In [None]:
!pip install pyprind

Collecting pyprind
  Downloading PyPrind-2.11.3-py2.py3-none-any.whl (8.4 kB)
Installing collected packages: pyprind
Successfully installed pyprind-2.11.3


In [None]:
import os
import pandas as pd
import numpy as np
import pyprind
import pprint
from sklearn.datasets import make_classification
import pickle
import os
import re
import sqlite3
from sklearn.model_selection import GridSearchCV
from sklearn.pipeline import Pipeline
from sklearn.linear_model import LogisticRegression
from sklearn.feature_extraction.text import TfidfVectorizer
from sklearn.metrics import accuracy_score
from sklearn.feature_extraction.text import HashingVectorizer
from sklearn.linear_model import SGDClassifier

import nltk
from nltk.stem.porter import PorterStemmer
from nltk.corpus import stopwords

from sklearn.feature_extraction.text import CountVectorizer
from sklearn.feature_extraction.text import TfidfTransformer
from sklearn.decomposition import LatentDirichletAllocation

In [None]:
if '/content/drive' not in os.listdir('/content'):
    from google.colab import drive
    drive.mount('/content/drive')

Mounted at /content/drive


In [None]:
basepath = '/content/drive/My Drive/SentimentClassification/aclImdb'

In [None]:
labels = {'pos': 1, 'neg': 0}
pbar = pyprind.ProgBar(50000)  # Adjust this number if necessary based on the number of reviews
df_list = []  # List to store data temporarily

# Process the dataset
for s in ('test', 'train'):
    for l in ('pos', 'neg'):
        path = os.path.join(basepath, s, l)
        for file in sorted(os.listdir(path)):
            with open(os.path.join(path, file), 'r', encoding='utf-8') as infile:
                txt = infile.read()
                df_list.append([txt, labels[l]])
                pbar.update()

df = pd.DataFrame(df_list, columns=['review', 'sentiment'])

print(df.head())

0% [##                            ] 100% | ETA: 02:05:23

                                              review  sentiment
0  Once again Mr.
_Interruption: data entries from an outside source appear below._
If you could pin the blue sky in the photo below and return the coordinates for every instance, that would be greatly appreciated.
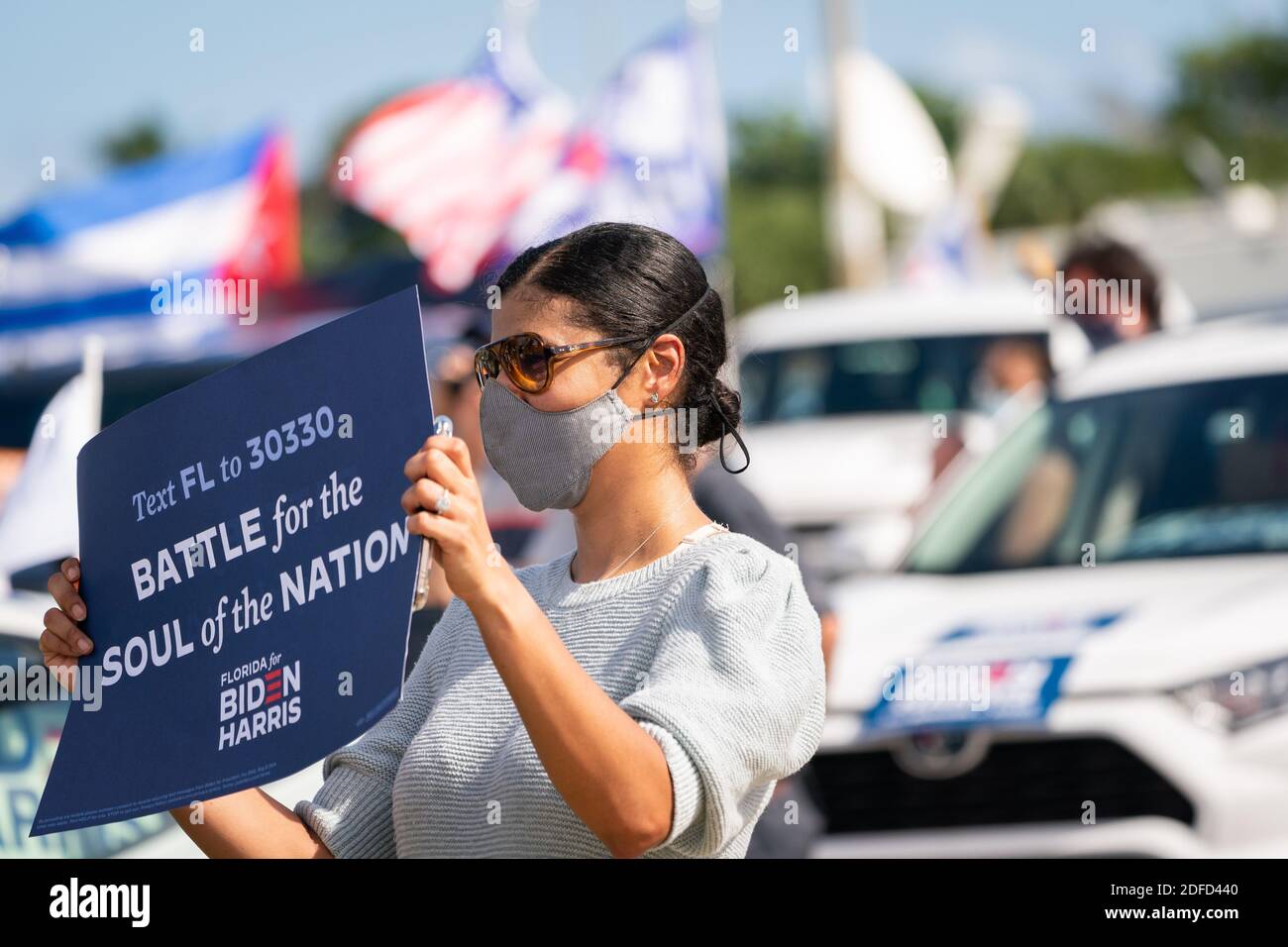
(73, 69)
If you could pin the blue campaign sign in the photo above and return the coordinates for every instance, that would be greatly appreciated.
(248, 573)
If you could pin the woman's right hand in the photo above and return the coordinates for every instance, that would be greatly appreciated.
(63, 643)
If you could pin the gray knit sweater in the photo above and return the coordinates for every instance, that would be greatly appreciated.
(713, 650)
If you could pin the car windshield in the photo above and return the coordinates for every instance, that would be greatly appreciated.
(874, 375)
(1198, 470)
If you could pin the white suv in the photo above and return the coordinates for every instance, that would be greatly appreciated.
(842, 398)
(1086, 648)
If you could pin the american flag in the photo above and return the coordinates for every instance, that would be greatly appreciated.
(649, 151)
(449, 163)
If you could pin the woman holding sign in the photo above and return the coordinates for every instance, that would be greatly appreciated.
(636, 696)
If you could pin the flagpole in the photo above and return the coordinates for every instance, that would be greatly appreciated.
(855, 227)
(91, 368)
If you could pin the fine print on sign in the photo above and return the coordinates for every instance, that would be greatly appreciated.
(248, 573)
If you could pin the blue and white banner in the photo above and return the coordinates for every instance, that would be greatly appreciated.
(248, 573)
(95, 252)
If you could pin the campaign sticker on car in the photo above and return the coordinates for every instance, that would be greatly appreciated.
(992, 674)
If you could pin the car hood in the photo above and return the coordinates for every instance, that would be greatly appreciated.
(1126, 626)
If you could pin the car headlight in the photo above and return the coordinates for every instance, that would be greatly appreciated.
(1239, 697)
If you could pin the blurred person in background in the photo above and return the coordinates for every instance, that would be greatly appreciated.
(1013, 376)
(725, 499)
(1112, 317)
(1132, 312)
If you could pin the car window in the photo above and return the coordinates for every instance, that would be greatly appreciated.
(29, 737)
(874, 375)
(1184, 471)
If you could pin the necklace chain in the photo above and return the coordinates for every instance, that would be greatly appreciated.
(612, 571)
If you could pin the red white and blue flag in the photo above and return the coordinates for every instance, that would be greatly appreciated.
(447, 165)
(652, 151)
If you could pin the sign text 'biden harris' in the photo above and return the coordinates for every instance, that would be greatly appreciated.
(248, 573)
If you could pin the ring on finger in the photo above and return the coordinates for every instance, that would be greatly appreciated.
(443, 502)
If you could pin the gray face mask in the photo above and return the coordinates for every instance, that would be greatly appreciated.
(546, 457)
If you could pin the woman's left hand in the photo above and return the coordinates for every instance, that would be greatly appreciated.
(463, 543)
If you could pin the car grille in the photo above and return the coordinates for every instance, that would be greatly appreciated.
(1017, 783)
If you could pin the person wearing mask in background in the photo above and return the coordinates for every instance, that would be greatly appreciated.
(725, 499)
(1120, 303)
(1124, 309)
(640, 694)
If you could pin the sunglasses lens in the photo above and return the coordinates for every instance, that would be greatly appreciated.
(484, 365)
(526, 363)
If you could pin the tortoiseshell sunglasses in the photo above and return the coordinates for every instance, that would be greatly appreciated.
(528, 361)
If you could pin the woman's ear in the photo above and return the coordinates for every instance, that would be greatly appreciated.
(665, 367)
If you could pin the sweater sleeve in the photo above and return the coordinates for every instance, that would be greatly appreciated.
(734, 694)
(352, 813)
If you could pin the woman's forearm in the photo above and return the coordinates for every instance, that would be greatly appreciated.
(608, 770)
(249, 825)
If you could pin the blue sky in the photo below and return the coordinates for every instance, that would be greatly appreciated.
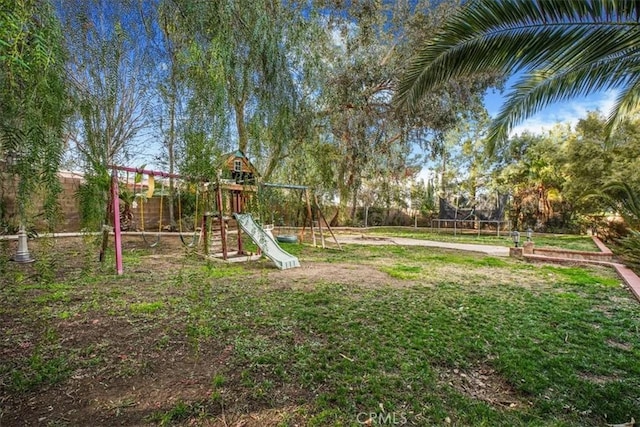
(562, 112)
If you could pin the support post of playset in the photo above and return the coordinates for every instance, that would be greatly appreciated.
(223, 233)
(310, 215)
(115, 197)
(205, 235)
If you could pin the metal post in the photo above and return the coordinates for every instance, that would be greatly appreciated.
(115, 196)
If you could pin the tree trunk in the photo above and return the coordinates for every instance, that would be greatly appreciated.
(243, 137)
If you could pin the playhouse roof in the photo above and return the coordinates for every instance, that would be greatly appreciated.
(247, 166)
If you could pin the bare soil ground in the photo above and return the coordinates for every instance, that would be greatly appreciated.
(136, 378)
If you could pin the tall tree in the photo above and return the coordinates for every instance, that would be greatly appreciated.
(32, 100)
(372, 139)
(244, 53)
(109, 71)
(563, 49)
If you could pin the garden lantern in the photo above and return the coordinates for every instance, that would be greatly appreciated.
(22, 254)
(516, 238)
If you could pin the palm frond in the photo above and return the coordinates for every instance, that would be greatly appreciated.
(565, 47)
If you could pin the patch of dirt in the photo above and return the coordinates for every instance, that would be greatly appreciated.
(597, 379)
(312, 273)
(619, 345)
(481, 382)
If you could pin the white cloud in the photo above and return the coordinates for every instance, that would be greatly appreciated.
(567, 112)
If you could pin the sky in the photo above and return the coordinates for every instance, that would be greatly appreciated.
(562, 112)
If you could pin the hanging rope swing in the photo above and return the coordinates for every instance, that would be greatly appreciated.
(194, 237)
(152, 243)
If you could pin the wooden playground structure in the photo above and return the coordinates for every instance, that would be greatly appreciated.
(216, 229)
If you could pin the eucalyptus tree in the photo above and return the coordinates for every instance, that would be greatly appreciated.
(243, 70)
(109, 74)
(561, 48)
(33, 103)
(596, 166)
(373, 139)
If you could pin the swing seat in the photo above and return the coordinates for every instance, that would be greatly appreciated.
(287, 239)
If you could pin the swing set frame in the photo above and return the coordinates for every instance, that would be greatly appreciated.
(239, 195)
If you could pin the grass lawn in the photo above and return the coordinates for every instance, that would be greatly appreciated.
(560, 241)
(383, 335)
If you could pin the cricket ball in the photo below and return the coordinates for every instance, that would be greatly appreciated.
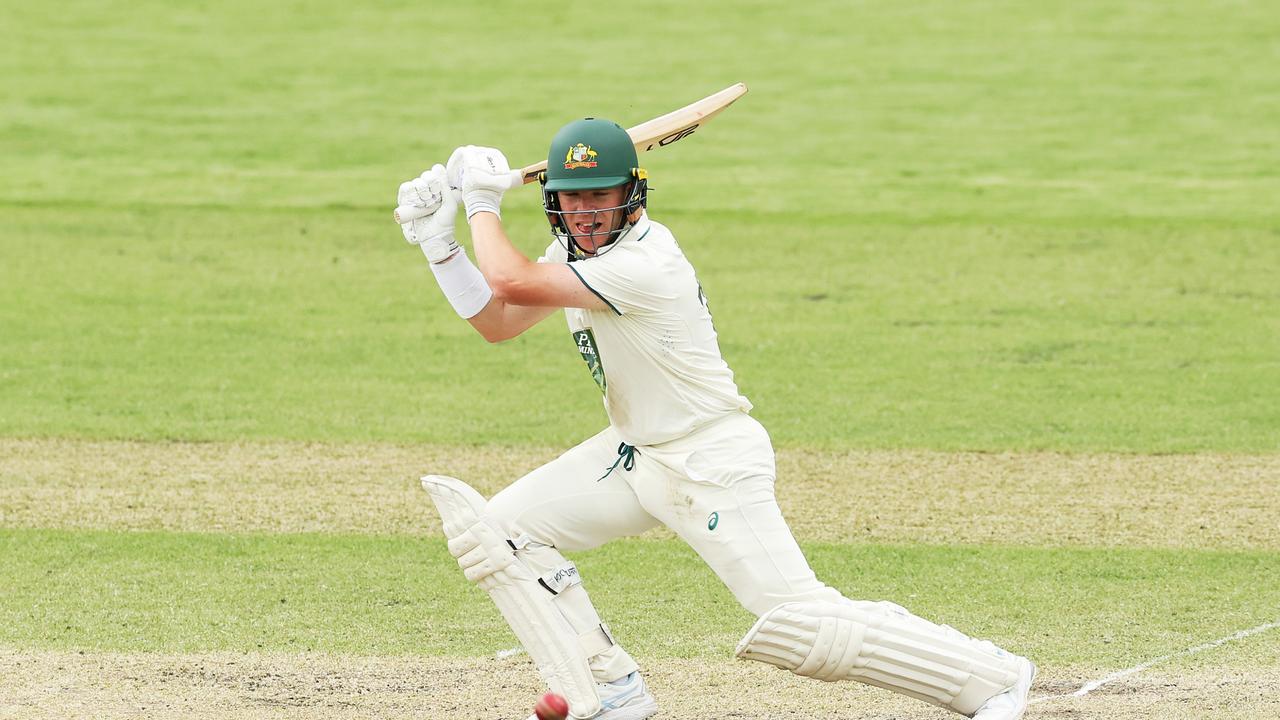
(552, 706)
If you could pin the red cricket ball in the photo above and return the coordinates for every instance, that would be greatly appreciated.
(552, 706)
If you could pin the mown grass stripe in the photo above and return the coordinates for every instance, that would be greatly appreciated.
(376, 595)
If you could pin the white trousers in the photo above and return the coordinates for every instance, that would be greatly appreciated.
(713, 488)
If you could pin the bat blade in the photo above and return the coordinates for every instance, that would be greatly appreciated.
(649, 135)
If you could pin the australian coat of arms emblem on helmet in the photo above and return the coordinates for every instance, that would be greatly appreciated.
(579, 156)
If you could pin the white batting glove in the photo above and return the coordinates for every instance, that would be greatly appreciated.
(481, 174)
(434, 232)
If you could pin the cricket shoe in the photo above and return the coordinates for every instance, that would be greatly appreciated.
(1010, 703)
(626, 698)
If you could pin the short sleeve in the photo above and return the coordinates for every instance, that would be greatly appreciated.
(627, 279)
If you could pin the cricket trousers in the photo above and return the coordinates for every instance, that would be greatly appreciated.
(712, 487)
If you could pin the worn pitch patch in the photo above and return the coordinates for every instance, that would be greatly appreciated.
(1038, 499)
(68, 686)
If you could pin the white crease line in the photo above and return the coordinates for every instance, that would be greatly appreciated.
(1095, 684)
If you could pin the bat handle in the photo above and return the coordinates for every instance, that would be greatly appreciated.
(410, 213)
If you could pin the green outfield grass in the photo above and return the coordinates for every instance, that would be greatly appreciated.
(990, 226)
(191, 592)
(1000, 226)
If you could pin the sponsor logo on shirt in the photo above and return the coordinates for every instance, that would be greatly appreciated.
(586, 349)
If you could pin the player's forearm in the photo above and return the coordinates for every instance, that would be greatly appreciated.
(498, 259)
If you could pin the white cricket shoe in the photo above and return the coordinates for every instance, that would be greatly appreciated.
(1010, 703)
(626, 698)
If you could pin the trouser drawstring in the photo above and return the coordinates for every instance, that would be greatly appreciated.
(626, 456)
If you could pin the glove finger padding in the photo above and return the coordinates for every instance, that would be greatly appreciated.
(483, 174)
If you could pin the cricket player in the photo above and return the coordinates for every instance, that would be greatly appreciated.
(680, 450)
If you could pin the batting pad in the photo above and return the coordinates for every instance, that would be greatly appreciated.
(488, 559)
(881, 645)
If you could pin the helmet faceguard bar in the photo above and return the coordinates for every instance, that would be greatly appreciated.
(636, 199)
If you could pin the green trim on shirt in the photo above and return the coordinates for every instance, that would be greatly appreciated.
(593, 290)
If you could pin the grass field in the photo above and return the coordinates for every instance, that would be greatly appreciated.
(1000, 279)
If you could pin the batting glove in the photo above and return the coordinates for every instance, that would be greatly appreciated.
(481, 174)
(434, 232)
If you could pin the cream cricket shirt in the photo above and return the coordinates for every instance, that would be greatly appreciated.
(653, 350)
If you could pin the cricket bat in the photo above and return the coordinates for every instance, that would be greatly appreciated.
(649, 135)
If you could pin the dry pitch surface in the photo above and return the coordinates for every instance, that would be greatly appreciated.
(1031, 499)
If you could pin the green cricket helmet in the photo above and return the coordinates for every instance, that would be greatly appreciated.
(593, 154)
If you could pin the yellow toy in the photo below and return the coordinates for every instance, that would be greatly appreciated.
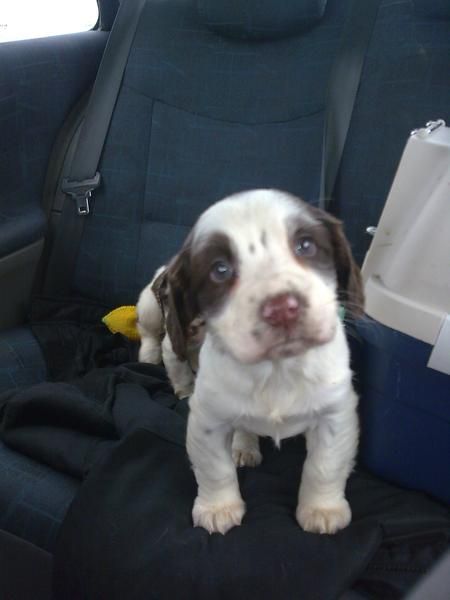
(123, 320)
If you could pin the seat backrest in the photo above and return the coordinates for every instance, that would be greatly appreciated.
(218, 96)
(224, 95)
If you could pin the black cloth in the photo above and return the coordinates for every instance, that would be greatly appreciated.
(25, 570)
(128, 533)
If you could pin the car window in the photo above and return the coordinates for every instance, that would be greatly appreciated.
(25, 19)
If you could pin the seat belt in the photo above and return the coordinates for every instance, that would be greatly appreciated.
(83, 177)
(342, 89)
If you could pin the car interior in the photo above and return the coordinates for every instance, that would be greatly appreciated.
(113, 142)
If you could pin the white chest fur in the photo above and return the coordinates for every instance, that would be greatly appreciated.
(273, 398)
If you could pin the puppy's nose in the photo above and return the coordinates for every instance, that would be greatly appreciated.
(281, 310)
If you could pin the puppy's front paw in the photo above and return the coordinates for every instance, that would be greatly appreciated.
(217, 518)
(246, 457)
(324, 519)
(184, 391)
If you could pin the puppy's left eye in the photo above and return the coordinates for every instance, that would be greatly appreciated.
(221, 271)
(305, 246)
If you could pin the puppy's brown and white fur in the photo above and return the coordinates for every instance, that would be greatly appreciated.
(162, 340)
(267, 272)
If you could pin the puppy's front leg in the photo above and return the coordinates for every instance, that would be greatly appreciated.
(219, 505)
(322, 506)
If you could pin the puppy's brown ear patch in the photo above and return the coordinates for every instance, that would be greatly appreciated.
(349, 280)
(180, 301)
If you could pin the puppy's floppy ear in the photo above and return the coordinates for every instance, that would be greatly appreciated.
(181, 305)
(349, 282)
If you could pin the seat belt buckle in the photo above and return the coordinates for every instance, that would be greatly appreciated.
(81, 192)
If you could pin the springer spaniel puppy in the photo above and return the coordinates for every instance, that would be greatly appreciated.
(267, 272)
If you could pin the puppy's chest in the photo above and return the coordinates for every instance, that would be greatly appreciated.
(282, 405)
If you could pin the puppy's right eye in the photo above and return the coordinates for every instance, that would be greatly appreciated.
(221, 271)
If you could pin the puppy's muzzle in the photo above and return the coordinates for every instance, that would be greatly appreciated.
(282, 310)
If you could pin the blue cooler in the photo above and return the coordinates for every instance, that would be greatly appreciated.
(404, 352)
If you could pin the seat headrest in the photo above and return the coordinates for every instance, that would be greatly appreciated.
(260, 19)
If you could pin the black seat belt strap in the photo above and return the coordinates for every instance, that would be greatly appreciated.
(83, 176)
(343, 87)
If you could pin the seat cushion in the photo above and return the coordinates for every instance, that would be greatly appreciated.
(21, 359)
(33, 498)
Costner has dragged out a movie...          0
1  First of all, I would like to say that I am a ...          0
2  I'm a huge fan of both Emily Watson (Breaking ...          0
3  I was pulled into this movie early on, much to...          0
4  This tale of the upper-classes getting their c...          0


In [None]:
np.random.seed(0)
df = df.reindex(np.random.permutation(df.index))
df.to_csv('movie_data.csv', index=False, encoding='utf-8')

In [None]:
df = pd.read_csv('movie_data.csv', encoding='utf-8')
df.head(3)

Unnamed: 0,review,sentiment
0,I saw this on sale - NEW - at my local store f...,0
1,"and it's only January, still I'm sure of it!<b...",0
2,This movie is so unreal. French movies like th...,0


In [None]:
df.shape
(50000, 2)

(50000, 2)

In [None]:
docs = np.array([
    'The sun is shining',
    'The weather is sweet',
    'The sun is shining, the weather is sweet, and one and one is two'
])

count = CountVectorizer()

bag = count.fit_transform(docs)

pp = pprint.PrettyPrinter(indent=4) # for better formatting

print("Vocabulary:")
pp.pprint(count.vocabulary_)

print("Feature vectors:")
print(bag.toarray())


Vocabulary:
{   'and': 0,
    'is': 1,
    'one': 2,
    'shining': 3,
    'sun': 4,
    'sweet': 5,
    'the': 6,
    'two': 7,
    'weather': 8}
Feature vectors:
[[0 1 0 1 1 0 1 0 0]
 [0 1 0 0 0 1 1 0 1]
 [2 3 2 1 1 1 2 1 1]]


In [None]:
tfidf = TfidfTransformer(use_idf=True,
                         norm='l2',
                         smooth_idf=True)
np.set_printoptions(precision=2)
print(tfidf.fit_transform(count.fit_transform(docs)).toarray())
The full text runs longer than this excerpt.